I would like to calculate by customer_id
the num_opens_at_campaign_send
. This is dependant on the number of campaigns a customer has opened prior to each campaign being sent.
I can't figure out the best approach to do this in pandas, so any help would be appreciated. I'm thinking a groupby customer_id
and an apply
function to compare each campaign_sent
date with all other dates in that column, but I'm unsure of the precise method to get the row counts to calculate the number of campaigns a customer has opened at the time of each campaign send.

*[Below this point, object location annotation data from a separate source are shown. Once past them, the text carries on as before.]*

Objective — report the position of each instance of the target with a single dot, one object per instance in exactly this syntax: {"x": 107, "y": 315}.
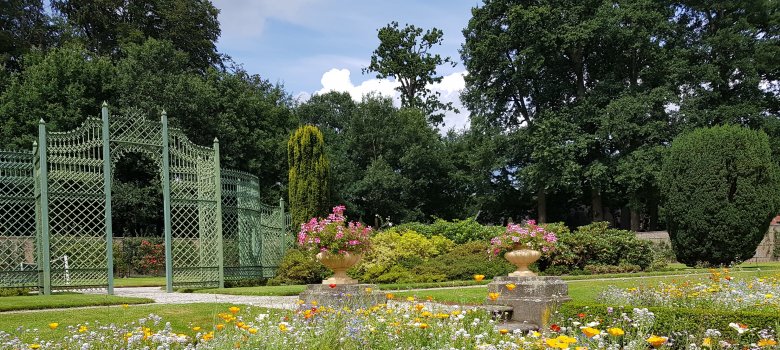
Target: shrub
{"x": 459, "y": 231}
{"x": 721, "y": 189}
{"x": 466, "y": 260}
{"x": 396, "y": 252}
{"x": 597, "y": 244}
{"x": 299, "y": 267}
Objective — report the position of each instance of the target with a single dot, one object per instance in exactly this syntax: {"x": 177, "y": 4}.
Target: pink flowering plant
{"x": 335, "y": 235}
{"x": 524, "y": 236}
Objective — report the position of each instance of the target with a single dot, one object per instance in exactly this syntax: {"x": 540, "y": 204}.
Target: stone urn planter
{"x": 339, "y": 264}
{"x": 522, "y": 258}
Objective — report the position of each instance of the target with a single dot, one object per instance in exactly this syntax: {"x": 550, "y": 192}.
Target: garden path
{"x": 159, "y": 296}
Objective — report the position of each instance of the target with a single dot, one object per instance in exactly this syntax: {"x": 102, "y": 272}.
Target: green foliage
{"x": 466, "y": 260}
{"x": 309, "y": 174}
{"x": 721, "y": 191}
{"x": 598, "y": 245}
{"x": 298, "y": 267}
{"x": 404, "y": 54}
{"x": 397, "y": 254}
{"x": 668, "y": 320}
{"x": 459, "y": 231}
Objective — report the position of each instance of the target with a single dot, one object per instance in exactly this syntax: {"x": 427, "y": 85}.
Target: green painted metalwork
{"x": 18, "y": 258}
{"x": 63, "y": 191}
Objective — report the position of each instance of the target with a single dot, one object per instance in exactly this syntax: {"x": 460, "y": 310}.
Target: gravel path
{"x": 160, "y": 297}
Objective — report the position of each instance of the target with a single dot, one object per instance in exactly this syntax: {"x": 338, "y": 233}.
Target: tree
{"x": 309, "y": 174}
{"x": 105, "y": 25}
{"x": 404, "y": 54}
{"x": 721, "y": 190}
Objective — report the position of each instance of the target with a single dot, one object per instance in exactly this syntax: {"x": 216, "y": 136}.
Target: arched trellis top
{"x": 69, "y": 191}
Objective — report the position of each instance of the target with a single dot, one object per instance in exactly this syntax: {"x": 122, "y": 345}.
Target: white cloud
{"x": 450, "y": 87}
{"x": 246, "y": 19}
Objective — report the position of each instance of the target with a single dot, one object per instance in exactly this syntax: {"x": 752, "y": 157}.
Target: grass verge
{"x": 181, "y": 316}
{"x": 38, "y": 302}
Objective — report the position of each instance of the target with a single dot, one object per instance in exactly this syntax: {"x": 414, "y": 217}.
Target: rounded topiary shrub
{"x": 721, "y": 190}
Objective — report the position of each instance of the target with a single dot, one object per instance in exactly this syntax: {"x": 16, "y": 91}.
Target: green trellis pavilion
{"x": 55, "y": 209}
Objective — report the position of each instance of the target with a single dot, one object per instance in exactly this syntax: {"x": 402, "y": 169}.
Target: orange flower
{"x": 590, "y": 332}
{"x": 657, "y": 341}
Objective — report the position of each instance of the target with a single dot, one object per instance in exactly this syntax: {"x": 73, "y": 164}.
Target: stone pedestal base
{"x": 533, "y": 299}
{"x": 349, "y": 295}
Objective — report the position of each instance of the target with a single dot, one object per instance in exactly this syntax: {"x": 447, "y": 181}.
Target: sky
{"x": 316, "y": 46}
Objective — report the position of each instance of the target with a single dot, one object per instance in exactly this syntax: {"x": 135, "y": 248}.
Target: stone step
{"x": 511, "y": 326}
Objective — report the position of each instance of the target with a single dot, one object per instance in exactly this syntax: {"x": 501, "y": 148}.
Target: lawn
{"x": 579, "y": 290}
{"x": 181, "y": 317}
{"x": 36, "y": 302}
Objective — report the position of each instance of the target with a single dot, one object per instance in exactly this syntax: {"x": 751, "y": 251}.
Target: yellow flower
{"x": 656, "y": 341}
{"x": 707, "y": 342}
{"x": 590, "y": 331}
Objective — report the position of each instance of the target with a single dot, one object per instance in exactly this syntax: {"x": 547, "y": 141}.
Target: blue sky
{"x": 314, "y": 46}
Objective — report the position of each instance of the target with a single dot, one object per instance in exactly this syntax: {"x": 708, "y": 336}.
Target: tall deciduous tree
{"x": 309, "y": 174}
{"x": 104, "y": 25}
{"x": 405, "y": 55}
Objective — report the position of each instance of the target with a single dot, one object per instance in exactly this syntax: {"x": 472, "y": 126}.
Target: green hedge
{"x": 668, "y": 320}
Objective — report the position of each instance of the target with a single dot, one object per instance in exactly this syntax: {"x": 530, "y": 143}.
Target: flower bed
{"x": 405, "y": 324}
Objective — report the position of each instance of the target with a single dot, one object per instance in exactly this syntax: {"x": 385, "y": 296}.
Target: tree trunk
{"x": 541, "y": 202}
{"x": 652, "y": 208}
{"x": 596, "y": 206}
{"x": 634, "y": 220}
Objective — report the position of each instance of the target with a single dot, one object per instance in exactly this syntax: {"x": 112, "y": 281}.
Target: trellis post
{"x": 43, "y": 177}
{"x": 107, "y": 191}
{"x": 218, "y": 202}
{"x": 166, "y": 179}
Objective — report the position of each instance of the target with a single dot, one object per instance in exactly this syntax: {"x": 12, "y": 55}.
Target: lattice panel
{"x": 76, "y": 208}
{"x": 17, "y": 221}
{"x": 194, "y": 225}
{"x": 241, "y": 225}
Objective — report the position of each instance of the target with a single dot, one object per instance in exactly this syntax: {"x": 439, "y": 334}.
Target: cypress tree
{"x": 721, "y": 190}
{"x": 309, "y": 174}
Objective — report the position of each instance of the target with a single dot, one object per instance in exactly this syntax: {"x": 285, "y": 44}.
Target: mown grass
{"x": 182, "y": 318}
{"x": 37, "y": 302}
{"x": 581, "y": 291}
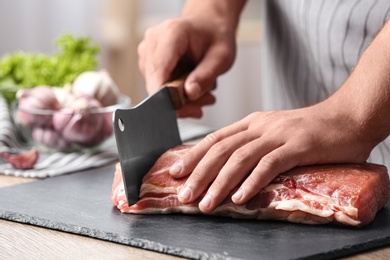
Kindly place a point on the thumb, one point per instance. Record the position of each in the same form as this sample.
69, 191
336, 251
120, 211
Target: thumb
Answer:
203, 78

The dataframe is as follows:
customer_id | campaign_id | campaign_sent | opened |
---|---|---|---|
a | 1234 | 2021-01-01 | True |
b | 1234 | 2021-01-01 | True |
c | 1234 | 2021-01-01 | False |
a | 2222 | 2021-02-01 | True |
b | 2222 | 2021-02-01 | False |
c | 2222 | 2021-02-01 | True |
a | 3333 | 2021-03-01 | True |
b | 3333 | 2021-03-01 | False |
c | 3333 | 2021-03-01 | True |
The desired output is:
customer_id | campaign_id | campaign_sent | num_opens_at_campaign_send |
---|---|---|---|
a | 1234 | 2021-01-01 | 0 |
b | 1234 | 2021-01-01 | 0 |
c | 1234 | 2021-01-01 | 0 |
a | 2222 | 2021-02-01 | 1 |
b | 2222 | 2021-02-01 | 1 |
c | 2222 | 2021-02-01 | 0 |
a | 3333 | 2021-03-01 | 2 |
b | 3333 | 2021-03-01 | 1 |
c | 3333 | 2021-03-01 | 1 |
So for the first campaign num_opens_at_campaign_send
is 0 for all because there were no campaigns prior to it.
As an example customer_id
'b' has 1 open when campaign_id
3333 is sent because they opened the first campaign (1234) but did not open the second campaign (2222) email.